İnkitaya uğratılmaya çalışılan bir medeniyetin sesi, sözü, çığlığı.

Şiiriyle Davudî sesini birleştirmiş, kaynaştırmış, güzelleştirmiş şair.

‘Yedi Güzel Adam’ın gür sesi.

‘Yedi Güzel Adam’ın destansı sesi.

‘Yedi Güzel Adam’ın kılıcı, Hz. Hamza’sı.

Yedi Güzel Adam’ın diğerleri gibi o da Pakdil’den Karakoç’a, oradan da Necip Fazıl’a giden ana yoldan yürüdü. Hepsi de Necip Fazıl’ paltosunda, Karakoç’un gömlek cebinden Pakdil’in not defterinden çıktılar, elhâk. Ama yedisi de özgün yedisi de özgür yedisi de özerktirler; unutulmasın!

İstanbul’da hukuk, Ankara’da edebiyat okudu. Öğretmenlik, kütüphanecilik, daire başkan yardımcılığı, Akabe yayınları ve Mavera dergisi yöneticiliği, DPT’de sözleşmeli yöneticilik, Turgut Özal’ın isteğiyle bir dönem Anavatan Partisi’nden Maraş milletvekilliği yaptı. Bir daha aday olmadı; Meclis’ten, siyasetten İstanbul’a sığındı.

Bulunduğu her ortamın yiğit sesiydi o; her ortamın dev cüssesi, gür sesi aslında bir çocuk yüreği taşıyordu, bin bir hassasiyetiyle.

Betonlaşmış, gökdelenleşmiş devasa şehirlerin künhüne vakıf, onların ipliğini pazara çıkaran şair. ‘Şehirler çıplak/insanlar aç’ gerçeğini modern bir desatinî kahraman sesiyle haykıran şair. Şehirlerin/dünyamızın büyümesiyle insanın daha ‘minnacık’ kaldığının çığlığını kalplere duyuran şair. 

‘Gelen zamanı haber veren’ adam. ‘Gelen zamanların’ şairi.

Modern çağın hilelerine, desiselerine, yüksek yüksek binalarına bakar ve hükmünü, tam on ikiden vururcasına şöyle verir o: ‘Baktığımız her şeyde bir yalan kabuğu.’

‘Sebeb ey’ diye haykırışı, tüm haksızlıkların zulümlerin ezilmişliklerin çilesini, derdini, acısını hissetmesindendir, bizlere sebepleriyle aktarmasındandır yüreğindekileri: Koca çınarların yankısı da kocaman oluyor demek.

‘Sırtımda insan yüklü bir gök var’ dizesi, sanatçı duyarlığını da açıklamıyor mu onun.

‘Dağ gibi kabaran’ yürekti o, tertemiz Maraş Türkçesiyle şiir olup görünen.

‘Zaman içre sürüp gelen’ bir sesti onun şiiri, ‘savaşçı yüreğinden savaşçı yüreklere’ seslenen, yürek içine, ta ‘Boğaziçi’ne seslenen.

Yola Maraş’tan çıkmıştı ya, hem İstanbul’du o, hem Ankara.
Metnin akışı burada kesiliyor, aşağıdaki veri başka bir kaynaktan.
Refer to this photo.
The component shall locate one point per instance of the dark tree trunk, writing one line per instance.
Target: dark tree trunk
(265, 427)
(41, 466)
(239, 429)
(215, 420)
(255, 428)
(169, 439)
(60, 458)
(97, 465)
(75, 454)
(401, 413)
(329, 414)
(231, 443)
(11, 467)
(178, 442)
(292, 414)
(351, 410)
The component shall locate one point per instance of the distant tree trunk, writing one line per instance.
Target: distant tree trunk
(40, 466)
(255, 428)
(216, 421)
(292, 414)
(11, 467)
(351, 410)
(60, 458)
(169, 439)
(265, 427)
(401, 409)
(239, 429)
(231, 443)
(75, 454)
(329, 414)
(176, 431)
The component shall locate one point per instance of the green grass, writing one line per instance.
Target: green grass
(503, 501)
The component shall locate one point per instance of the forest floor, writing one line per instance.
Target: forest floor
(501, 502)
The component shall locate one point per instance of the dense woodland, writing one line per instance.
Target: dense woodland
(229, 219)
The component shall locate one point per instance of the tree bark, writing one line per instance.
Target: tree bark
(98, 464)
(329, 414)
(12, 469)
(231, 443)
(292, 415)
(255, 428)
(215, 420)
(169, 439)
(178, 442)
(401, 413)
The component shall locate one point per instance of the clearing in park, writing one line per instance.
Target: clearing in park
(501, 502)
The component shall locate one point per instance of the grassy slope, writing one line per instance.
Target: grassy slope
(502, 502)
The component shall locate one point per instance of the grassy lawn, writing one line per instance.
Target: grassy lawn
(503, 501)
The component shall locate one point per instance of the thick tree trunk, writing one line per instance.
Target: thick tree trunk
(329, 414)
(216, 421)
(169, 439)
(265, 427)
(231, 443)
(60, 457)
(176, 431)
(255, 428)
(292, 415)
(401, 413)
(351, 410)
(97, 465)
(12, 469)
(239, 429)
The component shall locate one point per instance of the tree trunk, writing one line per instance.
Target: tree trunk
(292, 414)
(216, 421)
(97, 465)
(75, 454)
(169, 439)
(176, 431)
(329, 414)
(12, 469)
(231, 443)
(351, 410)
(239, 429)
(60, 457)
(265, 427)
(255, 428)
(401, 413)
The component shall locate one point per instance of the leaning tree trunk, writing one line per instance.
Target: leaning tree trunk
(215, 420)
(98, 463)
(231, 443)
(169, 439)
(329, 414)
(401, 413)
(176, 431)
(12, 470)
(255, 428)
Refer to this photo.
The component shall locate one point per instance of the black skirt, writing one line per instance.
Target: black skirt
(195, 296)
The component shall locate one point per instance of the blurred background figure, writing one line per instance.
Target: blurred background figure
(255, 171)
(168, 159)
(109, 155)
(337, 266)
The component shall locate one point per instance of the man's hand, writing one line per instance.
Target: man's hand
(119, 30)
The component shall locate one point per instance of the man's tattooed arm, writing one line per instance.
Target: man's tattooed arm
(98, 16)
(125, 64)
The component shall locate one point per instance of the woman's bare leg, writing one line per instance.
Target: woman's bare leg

Hem Anadolu’ydu, hem Rumeli. Hem Sultanahmet’in güvercinleri, Gülhane Parkının ağaçlarıydı, hem Üsküp’ün koca çınarı, Prizren’in Akdere Köprüsü. O Kafkasya’ydı yer yer, Türkistan’dı, Azerbaycan’dı, Pakistan’dı. Vietnam’dı, Somali’ydi,  Kudüs’tü en çok, Mekke’ydi, Medine’ydi.

Hüzündü o biraz da. Hüznün, hüzünlerin, hüzünlerimizin adamıydı:‘Dünyanın en uzun hüznü yağıyor / Yorgun ve yenilmiş insanlığımızın üstüne’ diyordu.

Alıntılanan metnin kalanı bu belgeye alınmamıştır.